Burguesia Interna e Itaipu: Revisão de 2009 e Crise de 2019
Rev. Carta Inter., Belo Horizonte, v. 20, n. 2, e1596, 2025
16-22
Embora a FIESP não tenha se posicionado em 2019, em documento de 2024
sobre sua proposta para a renovação da tarifa de Itaipu ela crítica a prática
paraguaia de subcontratação da energia vinculada (Fiesp 2024). Segundo a
entidade empresarial, foi pago até 2022 US$ 2,34 bilhões a mais pela energia
de Itaipu desde 2003, ano que, segundo a federação, o Paraguai teria iniciado a
subcontratação da energia em relação à demanda paraguaia, assim vendo como
positivo a Ata Bilateral e o acordo de dezembro na correção dessa defasagem
(Fiesp 2024). Entretanto, a FIESP destaca que devido a reduções discricionárias
da energia vinculada, entre os anos de 2019 e 2022, os efeitos do acordo foram
anulados e apontou que o Paraguai deveria ter tido em 2021 uma contratação
proporcional de potência de 1982 MW, assim ela calcula que o efeito global da
subcontratação paraguaia e da redução da energia vinculada teriam custado ao
país US$ 2,73 bilhões ou R$14,3 bilhões (Fiesp 2024).

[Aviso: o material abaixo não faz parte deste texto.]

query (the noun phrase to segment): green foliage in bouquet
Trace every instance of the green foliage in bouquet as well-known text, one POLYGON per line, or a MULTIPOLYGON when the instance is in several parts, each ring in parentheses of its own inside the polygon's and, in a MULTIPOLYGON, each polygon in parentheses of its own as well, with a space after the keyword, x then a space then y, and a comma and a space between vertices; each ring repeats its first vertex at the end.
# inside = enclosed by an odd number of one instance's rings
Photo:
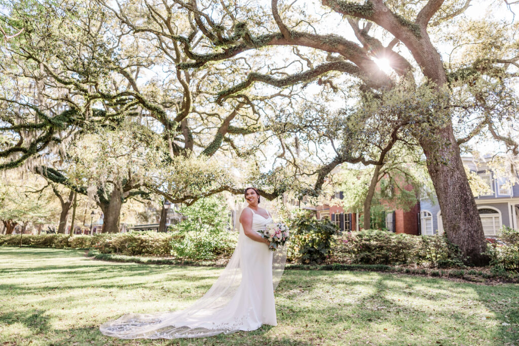
POLYGON ((320 264, 330 255, 333 236, 339 231, 327 219, 318 220, 307 212, 299 212, 289 224, 291 232, 288 257, 304 264, 320 264))
POLYGON ((171 254, 192 259, 211 259, 232 253, 238 233, 229 230, 229 211, 216 197, 203 198, 180 213, 186 219, 171 228, 174 238, 171 254))

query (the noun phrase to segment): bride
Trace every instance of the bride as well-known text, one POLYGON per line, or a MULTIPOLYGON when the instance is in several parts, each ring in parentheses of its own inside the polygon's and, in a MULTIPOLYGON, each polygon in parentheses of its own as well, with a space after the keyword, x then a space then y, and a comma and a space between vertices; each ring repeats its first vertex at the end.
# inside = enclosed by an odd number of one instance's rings
POLYGON ((101 332, 120 339, 174 339, 276 325, 274 291, 284 268, 286 248, 269 250, 268 241, 257 231, 272 222, 271 215, 259 207, 256 189, 247 188, 244 195, 248 205, 240 216, 238 245, 202 298, 179 311, 124 315, 101 325, 101 332))

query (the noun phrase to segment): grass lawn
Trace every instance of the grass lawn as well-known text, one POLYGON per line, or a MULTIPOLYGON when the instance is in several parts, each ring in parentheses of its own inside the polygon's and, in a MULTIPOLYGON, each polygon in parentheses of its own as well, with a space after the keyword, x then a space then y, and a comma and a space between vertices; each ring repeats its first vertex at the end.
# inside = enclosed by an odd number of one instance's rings
POLYGON ((376 272, 287 270, 277 327, 211 338, 120 340, 98 326, 182 309, 222 268, 94 260, 74 250, 0 247, 0 345, 519 345, 519 285, 376 272))

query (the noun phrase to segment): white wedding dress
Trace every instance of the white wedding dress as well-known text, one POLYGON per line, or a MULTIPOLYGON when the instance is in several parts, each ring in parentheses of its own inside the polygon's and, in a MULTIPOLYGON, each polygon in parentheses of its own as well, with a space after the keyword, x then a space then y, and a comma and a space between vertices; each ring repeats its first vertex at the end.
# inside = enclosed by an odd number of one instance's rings
MULTIPOLYGON (((253 230, 264 229, 272 222, 270 216, 265 218, 252 212, 253 230)), ((100 330, 120 339, 174 339, 254 330, 262 324, 275 326, 274 290, 285 260, 286 248, 273 253, 264 243, 245 236, 240 227, 229 263, 209 290, 193 305, 179 311, 124 315, 102 324, 100 330)))

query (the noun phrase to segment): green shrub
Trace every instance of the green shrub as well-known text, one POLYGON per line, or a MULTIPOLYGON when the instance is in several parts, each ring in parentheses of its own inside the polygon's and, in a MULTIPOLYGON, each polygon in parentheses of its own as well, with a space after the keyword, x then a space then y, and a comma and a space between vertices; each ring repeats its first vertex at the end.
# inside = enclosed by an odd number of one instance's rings
POLYGON ((69 244, 74 248, 90 248, 94 239, 91 236, 73 236, 69 238, 69 244))
POLYGON ((519 244, 488 244, 485 253, 496 271, 519 272, 519 244))
POLYGON ((180 212, 184 220, 171 227, 174 238, 170 242, 171 254, 183 258, 212 259, 233 253, 238 233, 229 231, 229 211, 222 199, 206 197, 180 212))
POLYGON ((91 243, 92 248, 102 254, 167 256, 171 252, 172 237, 153 231, 102 234, 93 236, 91 243))
POLYGON ((308 213, 295 216, 290 223, 291 239, 288 258, 306 264, 324 262, 331 252, 337 226, 330 220, 318 220, 308 213))
POLYGON ((519 246, 519 230, 503 226, 500 238, 507 245, 519 246))
POLYGON ((464 267, 459 248, 442 236, 421 236, 420 237, 417 262, 426 262, 431 268, 464 267))
POLYGON ((414 260, 418 240, 414 236, 368 229, 348 232, 339 240, 339 249, 353 263, 403 264, 414 260))

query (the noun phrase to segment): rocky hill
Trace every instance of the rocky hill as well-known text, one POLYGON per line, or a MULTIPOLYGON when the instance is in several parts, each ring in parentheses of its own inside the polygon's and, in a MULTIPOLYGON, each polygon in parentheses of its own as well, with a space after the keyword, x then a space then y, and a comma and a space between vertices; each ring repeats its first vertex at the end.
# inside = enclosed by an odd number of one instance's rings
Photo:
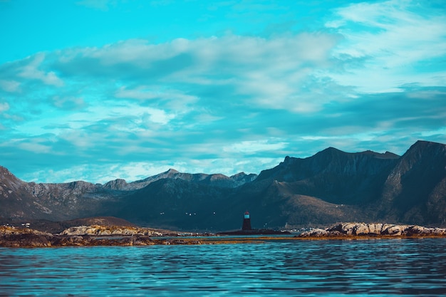
POLYGON ((0 167, 0 217, 69 220, 113 216, 157 228, 254 228, 337 222, 446 224, 446 145, 418 141, 403 155, 329 147, 285 157, 256 174, 187 174, 170 170, 128 183, 36 184, 0 167))

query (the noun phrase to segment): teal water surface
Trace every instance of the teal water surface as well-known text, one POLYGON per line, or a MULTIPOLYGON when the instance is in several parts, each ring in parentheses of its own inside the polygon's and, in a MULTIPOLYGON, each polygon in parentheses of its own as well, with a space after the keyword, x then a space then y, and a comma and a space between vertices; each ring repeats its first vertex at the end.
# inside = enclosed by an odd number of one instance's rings
POLYGON ((0 296, 443 296, 446 239, 0 249, 0 296))

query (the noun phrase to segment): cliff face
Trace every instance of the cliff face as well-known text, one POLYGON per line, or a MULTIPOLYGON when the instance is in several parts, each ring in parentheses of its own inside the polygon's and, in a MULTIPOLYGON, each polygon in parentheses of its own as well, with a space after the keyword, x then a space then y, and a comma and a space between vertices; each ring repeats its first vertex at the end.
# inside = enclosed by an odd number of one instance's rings
POLYGON ((376 222, 446 224, 446 145, 419 141, 403 156, 330 147, 286 157, 256 174, 187 174, 170 170, 128 183, 36 184, 0 167, 0 217, 66 220, 114 216, 185 230, 376 222))
POLYGON ((379 208, 401 222, 446 222, 446 145, 414 144, 388 175, 379 208))

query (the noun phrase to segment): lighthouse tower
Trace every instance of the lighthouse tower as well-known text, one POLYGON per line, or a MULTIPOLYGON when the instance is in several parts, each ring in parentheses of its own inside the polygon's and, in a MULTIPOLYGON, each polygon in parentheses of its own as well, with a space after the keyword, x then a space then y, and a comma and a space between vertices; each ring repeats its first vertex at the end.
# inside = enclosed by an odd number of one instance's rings
POLYGON ((242 226, 242 230, 252 230, 251 228, 251 219, 249 218, 249 213, 248 212, 246 212, 243 216, 243 226, 242 226))

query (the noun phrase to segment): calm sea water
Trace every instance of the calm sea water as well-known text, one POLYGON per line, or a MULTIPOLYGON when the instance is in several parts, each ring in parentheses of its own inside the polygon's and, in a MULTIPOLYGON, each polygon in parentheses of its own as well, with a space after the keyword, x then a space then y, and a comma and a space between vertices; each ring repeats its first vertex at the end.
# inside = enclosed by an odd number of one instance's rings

Outra entidade que se posicionou sobre o assunto foi a Associação Brasileira
dos Grandes Consumidores de Energia e Consumidores Livres (ABRACE), entidade
que representa a grande indústria consumidora de energia, especialmente nos
setores de mineração, siderurgia, alumínio, petroquímica, papel e celulose, vidros,
cloro-soda, têxtil, automobilístico, alimentício, gases industriais, ferro-ligas e
cimento, e tendo como associados tanto empresas nacionais como multinacionais
Vale, Gerdau, Usiminas, CSN, Alcoa, Ambev, Cargill, Nestlé, Bayer, Votorantim,
GM, Braskem, dentre outras.
No meio da crise da Ata Bilateral, a ABRACE se posicionou afirmando que
“o acordo firmado em maio de 2019 procurou corrigir as distorções”, mas ainda
destacando que, mesmo com a Ata Bilateral, “o Brasil continuaria subsidiando
a energia do Paraguai, sendo que nos próximos anos esse custo seria de
US$ 400 milhões” (Abrace 2019, online). Em entrevista ao jornal o Estado de São
paulo, o presidente da ABRACE, Paulo Pedrosa, reafirmou o posicionamento de
que o Brasil estava subsidiando a energia paraguaia, indicando a diferença no
preço da energia pago entre os dois países em 2018 (US$ 24 MWh no Paraguai e
US$ 38 MWh no Brasil), gerando um custo de US$ 1,6 bilhão a mais para o Brasil
(Warth e Turrer 2019). O presidente da ABRACE também comenta que a situação
gera uma perda de investimentos na indústria por causa do custo da tarifa no
país: “Em um momento em que o Brasil não cresce e a indústria não investe,
o Paraguai cresce 6% por ano, até mesmo com investimentos dos empresários
brasileiros que migram para o país vizinho para aproveitar a energia barata”
(Warth e Turrer 2019, 35). Por fim, destaca-se que a entidade não se posicionou
sobre o acordo firmado em dezembro de 2019.